To Do Check all similar places in AliRoot and provide a fix Fix some memory leaks found by Insure++ (an evaluation license was provided by Parasoft) Run again the test on run 195566

Old slides

Introduction More than 15% of the jobs crash in one of the two streamers: AliTRDtrackV1::Streamer or AliTRDcluster::Streamer The problem is reproducible only on SLC5 – The same Root/AliRoot with the same raw files work on Ubuntu or MacOS – If the code is compiled without optimization (-O0) it works also on SLC5 – If you start directly from the event that crashed, the job is OK => the crash depends on the “history” – Sometimes the reconstruction doesn’t crash, and the probability that it is OK again in the next run is higher Hypothesis – memory corruption – problem in IO

Localization of problem Replace AliEn OCDB with local one Replace the AliEn raw file with local one => xrootd is not involved in the crash Reduce the list of detectors: – “minimal configuration” to reproduce the crash: ITS, TPC, TRD, PHOS, EMCAL, HLT Debug printout (gDebug): large and useless

“Simple” debugging with gdb Find the exact place of crash Investigate the content – Corrupted structure in CINT – Try watchpoint on the address with wrong content: this doesn’t work because the corrupted address changes Compile without optimization only the affected class – The problem is reproducible, but almost no additional information came out

Debugging with test function The test function examines the content of the global list, where the corruption occurs Possibility to “bracket” the place of corruption (closer to the actual place, less reproducible) Localized to the reading of PHOS raw data Possibility to set watchpoint (worked once/twice out of many attempts) Full calling chain: involves TBufferFile, TStreamerInfoReadBuffer, TStreamerInfoActions, TBranchElement, TBranch, TBranchRef, TRefTable, TRef, AliRawEquipmentV2

Changes in Root/AliRoot Inspection of all modifications in the affected classes – Nothing suspicious Test with old Root tag: works, but probably by chance PHOS raw data format/consistency: tested by the PHOS experts, no changes since 2011 RAW data framework: no changes since 2011

Runs with Valgrind Memcheck – it detects the use of corrupted CINT structures, but not the moment they are corrupted – no errors when we only read RAW SGcheck – one invalid write in string operations – no errors when we only read RAW Latest version of Valgrind (3.8.1): no new problems detected

Other tools Free – electric fence: put 2 words for each allocated word, too “memory hungry” => cannot be easily used – duma: clone of electric fence – libcwd: not tried Commercial – Insure++: problem with the license server, no reply from Sdt.Support@cern.ch Sdt.Support@cern.ch Parasoft contacted for evaluation license – Purify: the same problem + no experience – TotalView: no version is available Coverity: check carefully the remaining defects

Status on 21/02/13 Hypothesis: “second order” corruption – Corruption in the IO caused by unknown code (in allocated memory since Valgrind doesn’t detect it) – Corruption in the CINT structures caused by the problem in IO Difficult to debug

Additional simplification rec.SetRunVertexFinderTracks(kFALSE); rec.SetRunMultFinder(kFALSE); rec.SetRunCascadeFinder(kFALSE); rec.SetFillTriggerESD(kFALSE); rec.SetWriteAlignmentData(kFALSE); rec.SetRunLocalReconstruction("ITS TPC TRD PHOS HLT"); rec.SetRunTracking("ITS TPC TRD"); rec.SetFillESD("HLT"); When HLT is out of FillESD, everything works!
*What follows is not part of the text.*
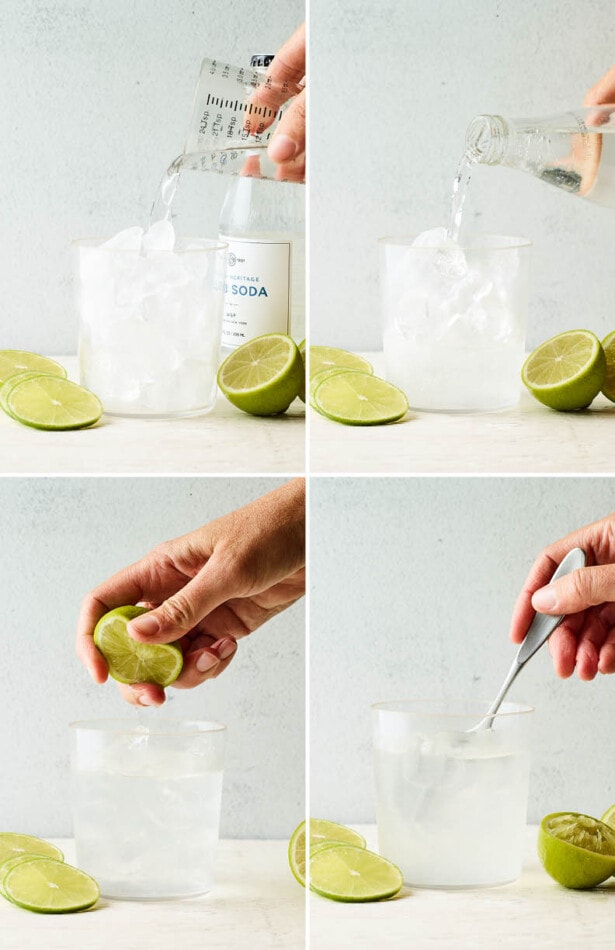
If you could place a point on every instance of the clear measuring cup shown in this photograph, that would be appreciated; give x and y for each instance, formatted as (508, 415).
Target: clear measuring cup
(235, 112)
Investigation of FillESD Set “return” at different places to localize the code that causes crash Since somehow the success of the attempt is correlated with the previous attempt, always rerun the “crashing” version and then go to the changed one Calling chain – AliHLTReconstructor::FillESD – AliHLTSystem::ProcessHLTOUT – AliHLTOUTHandler::ProcessData -> AliHLTTriggerAgent::ProcessData – AliHLTOUT::GetDataObject – AliHLTMessage::Extract – AliHLTMessage::ReadObject (calls TBufferFile::ReadObject) The object that causes problems is AliHLTGlobalTriggerDecision Everything works with default object (no IO)

AliHLTGlobalTriggerDecision This class has not changed since long time (607 days) The object is written using Root v5-33-02b. Contains – AliHLTDomainEntry (594 days after the last change) – AliHLTComponentDataType (in AliHLTDataTypes.h, 374 d.) – AliHLTTriggerDomain (807 days) – AliHLTTriggerDecision (861 days) – AliHLTLogging (209 days) – AliHLTCTPData (857 days) – AliHLTReadoutList (502 days) – AliHLTEventDDLV1 (in AliHLTDataTypes.h, 374 days)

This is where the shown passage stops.